Madeleine CHARGY-DUPUIS
Madeleine CHARGY-DUPUIS
Madeleine Chargy-Dupuis vit une retraite tranquille du côté de Pamproux, en Deux-Sèvres. Elle demeure dans une ancienne seigneurie et s'est occupée, du temps de son activité professionnelle, d'un élevage important de chèvres.
Passionnée de littérature et de musique depuis son adolescence, elle chante, écrit et participe à la vie de son église en interprétant des chants liturgiques.
La poésie l'enchante depuis sa tendre enfance et le vers néo-classique est sa marque de fabrique. Avec "Essen-ciels destins" et "Hommages poétiques", elle offre au lecteur une diversité de thèmes et de sensations qui ne le laissera pas de marbre.
Son livre "Je raconte mes souvenirs" est un vibrant et touchant témoignage de la vie d'antan.
Essen-ciels destins
Extraits
Les mimosas
Ciel azuré, soleil nouveau
L’hiver s’endort tout doucement
Sur les collines et les coteaux
Dame nature met vêtement.
Vêtement neuf de printemps
Marbré de vert aux tons variés
Taché de jaune joliment
Les mimosas sont arrivés !
Me promenant dans la campagne
Je suis saisie par ces tableaux
Au loin j’admire la montagne
Cernant le village d’Opio.
Les mimosas sont fleurs premières
Côte d’Azur tu es parée
Des rameaux jaunes dont tu es fière,
Tu as le droit d’être admirée !
Déposés là sur les collines
Jolis cadeaux dignes des fées
Vous êtes témoins on le devine
De la nature, de ses secrets.
Cette féerie jaunissante
Danse un ballet au gré du vent
Entrechats et puis valses lentes
Tangos d’amour pour les amants.
Arrêtez-vous et admirez
Regardez comme ils sont touchants
Ces verts ces jaunes entremêlés
Reflétant le soleil couchant.
Ciel azuré, soleil nouveau
L’hiver s’endort tout doucement
Sur les collines et les coteaux
Mimosas d’or font ornement !
Couleurs de France
Le Bleuet, la Marguerite, le Coquelicot
Sont les trois fleurs aux couleurs de la France !
Sur les sentiers, dans les forêts, au bord de l’eau
Elles ouvrent leurs corolles avec bienveillance.
Me promenant, j’aime retrouver ces merveilles
Elles fleurissent au printemps émaillant la nature
De bleu, de blanc, de rouge, nourrissant les abeilles
De leur nectar sucré qu’elles prennent en capture.

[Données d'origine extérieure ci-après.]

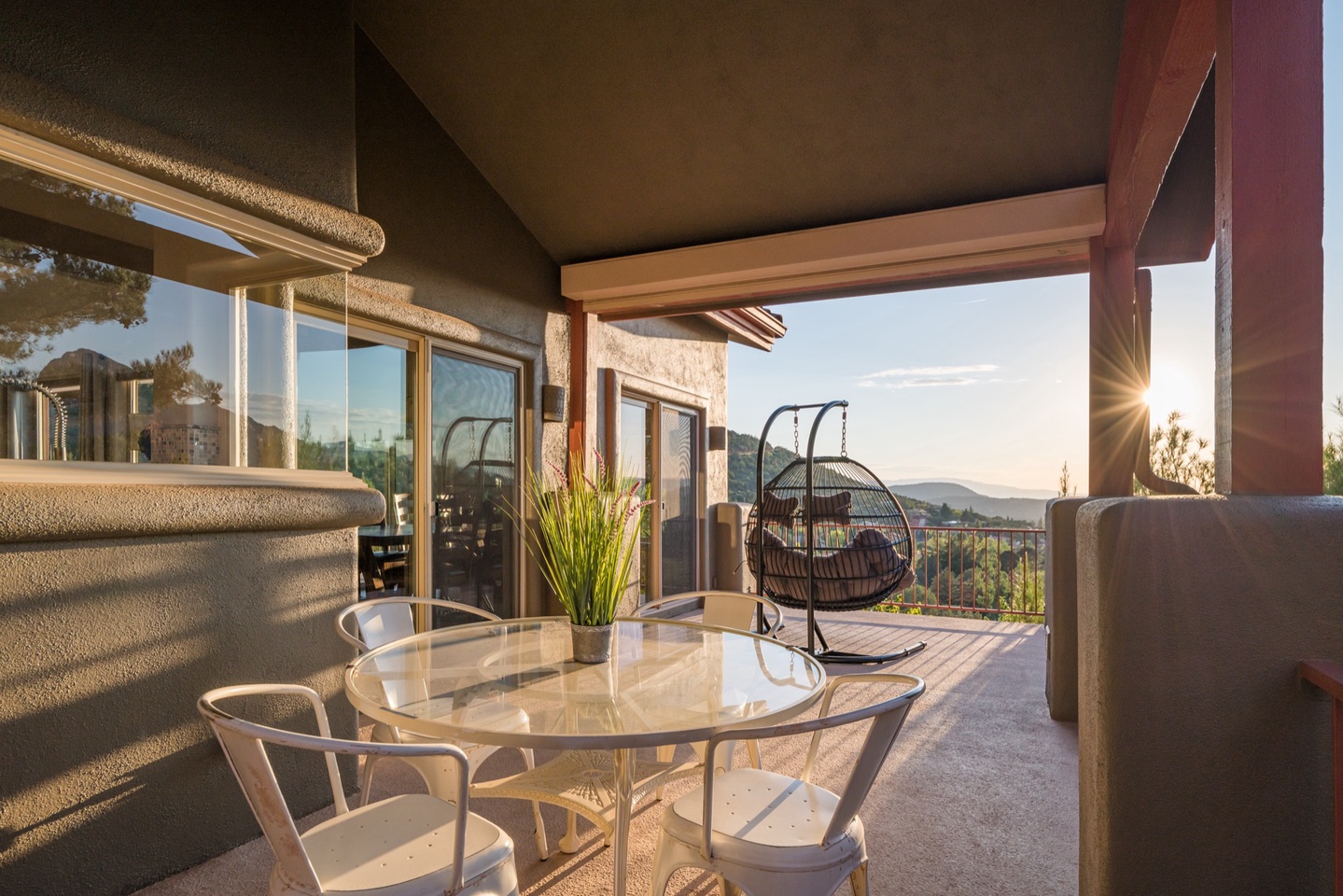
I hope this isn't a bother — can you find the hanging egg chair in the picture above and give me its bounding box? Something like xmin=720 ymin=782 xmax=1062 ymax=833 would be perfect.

Je revois mon enfance, il y a bien longtemps
La nature était riche et puis j’avais le temps
D’admirer ce panel offert à mon regard
Marchant dans les allées qui menaient autre part !
Revenant de l’école, je faisais des bouquets
Cueillis sur le chemin que mes pieds caressaient
Les offrant à maman, cadeau venant du cœur
Nous étions en osmose après un tel bonheur !
Et voici le drapeau aux trois couleurs de France
Coiffant les monuments qui fleurissent nos villes
Tricolores elles sont, offrant leur élégance
Aux regards amoureux et non pas moins fertiles.
Comment ne pas rêver devant ces souvenirs
Ceux qui me sont donnés par le passé ému
D’une jeunesse heureuse, je garde le sourire
Des couleurs du printemps dans la campagne nue.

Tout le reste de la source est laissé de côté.